番外 失敗談

 今日もまた事務所に泊まりだ、そろそろ寝袋生活から簡易ベッドにでも進化できねえかな。

 と、寝袋のなかに充満する自分自身のにおいに辟易しながら、俺はねぼけた頭でそんな事を考えていた。ああタバコが吸いたい。メシはいらない、コーヒーが欲しい。

 寒い朝だった。エアコンは入ってない。机の下のフローリングはキンキンに冷えていたが、段ボールを敷きその上に寝袋で寝ていた俺は、なんとか寒さで痛む全身の関節をボキボキならしながら起き上がった。

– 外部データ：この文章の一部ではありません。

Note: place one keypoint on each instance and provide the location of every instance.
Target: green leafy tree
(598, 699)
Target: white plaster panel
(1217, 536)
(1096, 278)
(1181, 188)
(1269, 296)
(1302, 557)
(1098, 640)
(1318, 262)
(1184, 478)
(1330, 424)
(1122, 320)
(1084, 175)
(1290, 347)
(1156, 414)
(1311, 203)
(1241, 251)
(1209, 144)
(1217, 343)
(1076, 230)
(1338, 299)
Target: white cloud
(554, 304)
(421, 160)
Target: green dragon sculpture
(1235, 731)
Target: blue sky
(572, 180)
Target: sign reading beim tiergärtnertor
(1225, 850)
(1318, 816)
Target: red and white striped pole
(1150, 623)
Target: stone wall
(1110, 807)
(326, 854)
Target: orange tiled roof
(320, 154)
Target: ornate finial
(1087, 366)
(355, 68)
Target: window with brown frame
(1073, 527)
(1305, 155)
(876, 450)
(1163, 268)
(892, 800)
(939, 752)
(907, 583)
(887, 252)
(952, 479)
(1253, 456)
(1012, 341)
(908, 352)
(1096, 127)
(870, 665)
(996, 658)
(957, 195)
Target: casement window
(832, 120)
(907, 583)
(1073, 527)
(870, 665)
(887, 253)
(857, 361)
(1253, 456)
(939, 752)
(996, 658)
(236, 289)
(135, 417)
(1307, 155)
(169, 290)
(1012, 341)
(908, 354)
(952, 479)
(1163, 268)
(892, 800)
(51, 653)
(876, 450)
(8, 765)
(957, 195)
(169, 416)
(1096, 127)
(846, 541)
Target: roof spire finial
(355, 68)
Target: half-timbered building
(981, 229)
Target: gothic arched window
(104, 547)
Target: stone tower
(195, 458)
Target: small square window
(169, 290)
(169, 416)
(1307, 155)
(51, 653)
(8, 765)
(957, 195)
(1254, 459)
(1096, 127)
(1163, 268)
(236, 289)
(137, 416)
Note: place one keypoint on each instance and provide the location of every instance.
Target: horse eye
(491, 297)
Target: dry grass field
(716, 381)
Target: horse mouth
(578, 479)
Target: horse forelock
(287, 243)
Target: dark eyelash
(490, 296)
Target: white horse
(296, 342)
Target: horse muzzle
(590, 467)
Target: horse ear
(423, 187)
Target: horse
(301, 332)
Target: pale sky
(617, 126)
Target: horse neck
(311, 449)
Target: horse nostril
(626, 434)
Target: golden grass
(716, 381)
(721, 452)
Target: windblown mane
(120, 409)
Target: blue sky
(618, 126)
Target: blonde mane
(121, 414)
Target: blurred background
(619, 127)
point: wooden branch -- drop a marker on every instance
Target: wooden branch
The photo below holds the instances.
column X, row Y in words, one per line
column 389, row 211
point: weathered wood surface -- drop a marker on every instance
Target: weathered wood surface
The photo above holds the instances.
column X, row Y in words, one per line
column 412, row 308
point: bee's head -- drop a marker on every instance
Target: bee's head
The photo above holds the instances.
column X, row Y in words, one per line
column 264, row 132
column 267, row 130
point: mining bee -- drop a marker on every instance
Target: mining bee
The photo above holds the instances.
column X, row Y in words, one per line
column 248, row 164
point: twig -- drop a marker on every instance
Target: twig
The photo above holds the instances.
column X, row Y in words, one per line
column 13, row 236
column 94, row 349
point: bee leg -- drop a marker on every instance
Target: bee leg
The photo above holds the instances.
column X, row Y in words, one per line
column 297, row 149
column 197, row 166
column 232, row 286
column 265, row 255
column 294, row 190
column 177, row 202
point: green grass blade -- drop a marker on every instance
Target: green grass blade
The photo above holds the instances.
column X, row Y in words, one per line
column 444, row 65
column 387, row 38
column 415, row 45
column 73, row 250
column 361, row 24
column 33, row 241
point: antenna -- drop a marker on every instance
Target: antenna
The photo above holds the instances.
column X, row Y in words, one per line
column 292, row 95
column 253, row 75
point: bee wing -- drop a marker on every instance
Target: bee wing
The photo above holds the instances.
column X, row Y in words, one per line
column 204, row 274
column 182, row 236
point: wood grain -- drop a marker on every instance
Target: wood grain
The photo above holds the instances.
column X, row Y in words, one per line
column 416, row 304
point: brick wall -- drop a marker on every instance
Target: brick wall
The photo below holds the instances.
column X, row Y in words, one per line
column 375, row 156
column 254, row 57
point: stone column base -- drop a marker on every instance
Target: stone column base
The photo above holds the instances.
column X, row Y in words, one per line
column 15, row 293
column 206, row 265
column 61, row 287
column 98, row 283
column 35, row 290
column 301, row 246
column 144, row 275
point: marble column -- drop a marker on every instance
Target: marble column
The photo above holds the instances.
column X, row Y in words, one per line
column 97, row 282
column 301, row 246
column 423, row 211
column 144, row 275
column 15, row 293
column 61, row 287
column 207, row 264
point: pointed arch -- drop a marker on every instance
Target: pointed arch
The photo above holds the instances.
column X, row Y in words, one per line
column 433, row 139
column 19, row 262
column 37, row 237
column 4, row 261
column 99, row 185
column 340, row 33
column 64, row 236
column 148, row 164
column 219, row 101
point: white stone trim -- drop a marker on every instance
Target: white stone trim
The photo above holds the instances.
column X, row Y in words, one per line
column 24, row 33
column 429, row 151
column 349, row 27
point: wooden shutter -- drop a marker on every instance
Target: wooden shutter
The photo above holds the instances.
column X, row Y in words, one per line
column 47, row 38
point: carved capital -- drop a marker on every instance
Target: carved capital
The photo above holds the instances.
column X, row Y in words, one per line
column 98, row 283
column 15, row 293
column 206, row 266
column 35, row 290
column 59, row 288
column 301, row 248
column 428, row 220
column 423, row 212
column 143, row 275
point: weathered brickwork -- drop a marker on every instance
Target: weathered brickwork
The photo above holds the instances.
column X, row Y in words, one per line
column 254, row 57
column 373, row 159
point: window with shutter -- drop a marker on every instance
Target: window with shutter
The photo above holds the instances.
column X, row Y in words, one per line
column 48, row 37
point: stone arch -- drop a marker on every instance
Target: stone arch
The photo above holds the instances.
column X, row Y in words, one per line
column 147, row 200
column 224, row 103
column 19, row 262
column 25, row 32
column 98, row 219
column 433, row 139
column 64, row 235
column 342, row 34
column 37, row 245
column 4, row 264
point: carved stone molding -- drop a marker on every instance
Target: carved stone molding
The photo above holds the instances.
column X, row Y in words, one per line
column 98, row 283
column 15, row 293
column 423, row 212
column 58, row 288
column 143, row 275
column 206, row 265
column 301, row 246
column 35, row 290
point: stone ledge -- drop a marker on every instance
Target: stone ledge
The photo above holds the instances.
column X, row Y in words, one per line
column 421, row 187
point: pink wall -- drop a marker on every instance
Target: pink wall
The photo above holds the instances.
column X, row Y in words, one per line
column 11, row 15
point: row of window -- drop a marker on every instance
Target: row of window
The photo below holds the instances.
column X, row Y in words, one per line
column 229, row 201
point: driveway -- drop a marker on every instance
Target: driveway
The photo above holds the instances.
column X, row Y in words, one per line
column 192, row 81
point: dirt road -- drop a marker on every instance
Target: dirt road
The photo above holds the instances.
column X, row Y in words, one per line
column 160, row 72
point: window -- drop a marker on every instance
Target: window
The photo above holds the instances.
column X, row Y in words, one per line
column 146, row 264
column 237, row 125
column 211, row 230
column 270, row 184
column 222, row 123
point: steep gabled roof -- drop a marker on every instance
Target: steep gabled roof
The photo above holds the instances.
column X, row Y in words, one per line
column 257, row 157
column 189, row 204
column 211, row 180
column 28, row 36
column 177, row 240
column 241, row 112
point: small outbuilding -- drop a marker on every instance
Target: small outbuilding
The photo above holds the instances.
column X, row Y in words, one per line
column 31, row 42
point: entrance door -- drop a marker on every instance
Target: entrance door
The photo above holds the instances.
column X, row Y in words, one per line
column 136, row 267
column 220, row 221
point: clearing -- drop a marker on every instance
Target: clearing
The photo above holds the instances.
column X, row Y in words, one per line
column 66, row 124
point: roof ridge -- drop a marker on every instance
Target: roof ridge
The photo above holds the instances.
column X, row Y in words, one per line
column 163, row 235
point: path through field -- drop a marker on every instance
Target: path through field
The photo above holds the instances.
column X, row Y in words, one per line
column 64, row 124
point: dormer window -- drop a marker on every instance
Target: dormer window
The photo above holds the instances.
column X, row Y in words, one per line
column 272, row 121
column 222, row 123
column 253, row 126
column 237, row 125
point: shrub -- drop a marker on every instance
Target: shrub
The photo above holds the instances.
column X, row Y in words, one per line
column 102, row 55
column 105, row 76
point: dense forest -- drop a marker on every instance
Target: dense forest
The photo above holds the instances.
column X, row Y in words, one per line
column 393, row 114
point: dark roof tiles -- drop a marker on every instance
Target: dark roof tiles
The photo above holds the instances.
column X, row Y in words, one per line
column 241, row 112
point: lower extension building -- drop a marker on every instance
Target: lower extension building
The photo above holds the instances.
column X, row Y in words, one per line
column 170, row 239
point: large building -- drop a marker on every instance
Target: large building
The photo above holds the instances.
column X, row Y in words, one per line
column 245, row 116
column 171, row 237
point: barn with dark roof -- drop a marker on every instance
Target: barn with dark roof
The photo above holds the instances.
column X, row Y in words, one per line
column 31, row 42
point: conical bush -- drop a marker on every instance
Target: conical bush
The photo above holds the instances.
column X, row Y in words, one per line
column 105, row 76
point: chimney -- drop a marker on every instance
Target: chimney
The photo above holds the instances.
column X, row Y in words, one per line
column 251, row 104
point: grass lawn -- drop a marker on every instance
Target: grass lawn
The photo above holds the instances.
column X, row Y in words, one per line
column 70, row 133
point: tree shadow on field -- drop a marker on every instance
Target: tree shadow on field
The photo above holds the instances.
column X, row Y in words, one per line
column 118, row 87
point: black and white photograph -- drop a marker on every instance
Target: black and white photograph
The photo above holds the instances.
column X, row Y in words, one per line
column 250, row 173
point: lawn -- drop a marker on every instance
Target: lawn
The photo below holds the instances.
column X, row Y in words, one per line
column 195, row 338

 昨日は夕方まで通常の業務で、夕方に折込チラシの入稿があり、次の日の朝イチで初校というタイトなスケジュールだった。当然泊まり込み前提という鬼業務で、普段から会社へ泊まり込みをしている俺にとっては、それが「普通」の出来事だった。

 仕事に狂っていた。

 単価があがらず、仕事は減る、パソコンなど機材の費用は高騰するという三重苦で、何を狂ったかそういう仕事ばかり受注するハメになっていた、いつから狂ったのかもう覚えていない。

 夜中に初校を先方へファックスしてから、夜明けの少しの間仮眠がとれた俺だが、妙な疲れと、ハイテンションの絞りかすで、寝起きなのに疲れ切っていた。タバコとコーヒーが欲しい、のんびり風呂につかって足を伸ばしたい。おひさまの匂いがする布団で、足を延ばしてぐっすり眠りたい。

 そんなことを考えていた。

 校正は初校をふくめ三回行われた。赤字はあってもすぐに訂正して、見落としがないようにチェックもしていた。

 だが、納品後ミスがみつかった。冷や汗ものである。何が原因かわかってない。

 いやわかっている。そもそも論としてタイトなスケジュールで、仕事を請けるものではないって事は分かっていた。しかしクライアントや上司に対してそれらを伝える事はできなかった。

 この辺の間に何があったかとか細かいディテールはごっそり記憶から抜けているので割愛する。初校から納品(下版)まで、ただひたすらバタバタして、終わるのが常だった。いい記憶は残っていない。

 ミスをどうすりゃ減らせるか?意図的なしくじりがあったかと言うと、多分ないので意図しないミスばかりで、無意識だから、対策をしようもないというのが当時の自分だった。

 五十才の今なら品質管理の勉強をしたり、人間はミスをする前提で作業フローを構築してみる、ダブルチェックや第三者の力を借りるとか、もう少しどうにかできる気がする。気がするだけで実際ミスは減らせないのだろうなと思うけれども。

 建前だけでもミスを減らす努力をしてますよと、アピールをすりゃよかったのか、今も気に残る事ではあるが、本当にミスは減らそうとしてなくせるモノではないのを、経験で知っているのでどうしようもない。

 後年うけた、いわゆる現場仕事の安全教育関連もそういう部分で思うところがあるが、異論をいった所で通じないだろうので言わずじまいだ。

 パニックになって思考停止して何が悪いんだ。俺はそのような性格なんだ。と諦めている。

 仕事のしくじりについて書くのはつらいが、もっとつらい記憶を掘り当ててしまったので困惑している。